For some time I’ve been debating whether to use a reproduction or genuine forward and aft overhead panel. I have been favouring a genuine panel as this is in line with using genuine parts in the simulator, however, the overhead is a complicated piece of kit and ensuring complete functionality would be a challenge.
RIGHT: Forward Overhead Panel. The centre panels will be replaced to conform to a 737 NG. Panel was removed from a United Airlines 737-300 aircraft.
Certainly, using an overhead panel made by Flight Deck Solutions (FDS) or Fly Engravity is an easier option, however, their overheads use flight illusion gauges and I don’t want to go down this route. After seeing and using genuine gauges in the MIP I can see a huge difference in quality and aesthetics between a genuine gauge and those produced by flight illusion.
Genuine B737 Overhead Panel Purchased
My decision was made for me when I was told a forward and aft overhead had become available from a recent 737 pull down. Rather than remain indecisive, I thought I’d jump in “boots and all” and purchase it. The two overhead panels have come from B737-300 and include the frames, DZUS rails, center panels, engine starter switches, landing gear toggles and various other knobs and toggles.
I’m impressed at the condition of the panels; usually when panels are removed from an aircraft in a tear down yard there is little care given and the frames become scratched, dented or damaged in some way. The frames I have purchased appear to be in relatively good condition.
I was very lucky that the two engine starter switches (Cole switches) were included. These switches are made to exacting requirements and use a solenoid mechanism. Purchasing Cole switches individually is quite expensive, so I'm pleased they were not striped from the overhead.

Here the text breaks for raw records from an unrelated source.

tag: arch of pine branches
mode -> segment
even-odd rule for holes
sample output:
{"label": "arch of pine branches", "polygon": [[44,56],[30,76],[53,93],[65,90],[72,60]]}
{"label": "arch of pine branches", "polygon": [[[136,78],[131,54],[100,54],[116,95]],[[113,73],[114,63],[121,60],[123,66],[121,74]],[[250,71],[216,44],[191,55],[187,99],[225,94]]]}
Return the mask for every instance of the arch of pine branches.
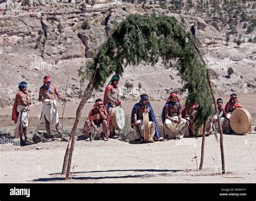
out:
{"label": "arch of pine branches", "polygon": [[[66,174],[66,179],[69,178],[77,125],[84,106],[93,91],[103,87],[112,74],[122,75],[129,65],[137,66],[144,62],[154,65],[159,58],[167,68],[171,67],[172,60],[176,60],[183,90],[187,89],[188,92],[186,104],[199,104],[194,120],[197,131],[213,114],[213,99],[215,98],[210,88],[208,70],[191,33],[185,31],[173,17],[130,15],[116,25],[113,33],[99,47],[94,58],[79,69],[81,82],[86,80],[89,82],[77,108],[66,148],[62,169],[62,174]],[[216,109],[217,106],[215,107]],[[221,137],[221,135],[223,171],[225,172]]]}

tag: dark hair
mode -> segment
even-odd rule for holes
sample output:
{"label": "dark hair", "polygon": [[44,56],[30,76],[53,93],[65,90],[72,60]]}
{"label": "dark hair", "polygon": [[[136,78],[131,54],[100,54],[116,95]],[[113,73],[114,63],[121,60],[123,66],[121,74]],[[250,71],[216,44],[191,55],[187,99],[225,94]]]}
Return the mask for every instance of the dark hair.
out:
{"label": "dark hair", "polygon": [[[21,83],[19,83],[20,85],[23,84],[28,84],[28,83],[26,83],[26,82],[24,82],[24,81],[22,81]],[[22,87],[21,86],[19,86],[18,87],[19,87],[19,91],[22,91]]]}
{"label": "dark hair", "polygon": [[142,95],[140,95],[140,98],[142,98],[142,97],[145,96],[146,96],[146,95],[147,96],[148,96],[148,95],[147,95],[147,94],[142,94]]}
{"label": "dark hair", "polygon": [[101,99],[96,99],[96,100],[95,101],[95,102],[99,102],[99,101],[102,101],[102,100]]}
{"label": "dark hair", "polygon": [[230,94],[230,96],[232,97],[234,95],[237,95],[235,93],[232,93],[231,94]]}

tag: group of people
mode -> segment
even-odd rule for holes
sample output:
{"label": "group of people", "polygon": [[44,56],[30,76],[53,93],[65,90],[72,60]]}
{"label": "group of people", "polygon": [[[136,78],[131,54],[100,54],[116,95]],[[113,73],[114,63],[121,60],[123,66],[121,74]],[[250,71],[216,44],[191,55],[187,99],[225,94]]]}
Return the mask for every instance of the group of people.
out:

LEFT: Difficult to find operating Cole switches are used on all Boeing airframes from the 727 through to the NG and I believe NGX (click to enlarge).
Panels and Back Lighting
When I began to construct the simulator in mid 2011, I was adamant that back lighting should match that of the MIP, throttle quadrant and center pedestal. My opinion has altered since then and now I am happy to have a mix of IBL bulb and LED lighting (within reason). I believe it was around 2006 that Boeing began to replace bulb-generated back lighting with LEDS. Certainly, the latest made Boeing now uses LEDS for IBL and older airframes, with replacement parts will present with a mix of lighting types.
The use of bulbs in the overhead uses a lot of power and generates considerable heat; using LEDS minimises power consumption and produces less heat. If the LEDS are installed correctly, their resultant light is very similar to that of bulbs and the illuminance observed in the real aircraft.
Ultimately the back lighting will be dependent on whether I decide to use older style genuine Boeing panels or reproduction panels.
Realism & Authenticity - How Far Do You Go
Some flight deck builders go to extremes to ensure their flight decks replicate exactly what is seen in the real aircraft and while this is admirable, this is not the route I am 'religiously' going to travel. There has to be compromise between replicating something exactly and having a functional flight simulator.
The end product will be a combination of genuine (OEM) and reproduction parts - mostly OEM.
Furthermore, serious thought must also be given to how the overhead is going to be installed to the simulator; whether it be to a shell, such as produced by FDS or to a custom-made roll cage assembly.
I'll keep the Blog updated as parts are found and the overhead is developed.
To see additional images of the "naked" overhead, navigate to the image gallery.
- I must apologise for the poor resolution of these images; they were supplied by the vendor. Currently the overhead is still located in the US. In time better quality images will be uploaded.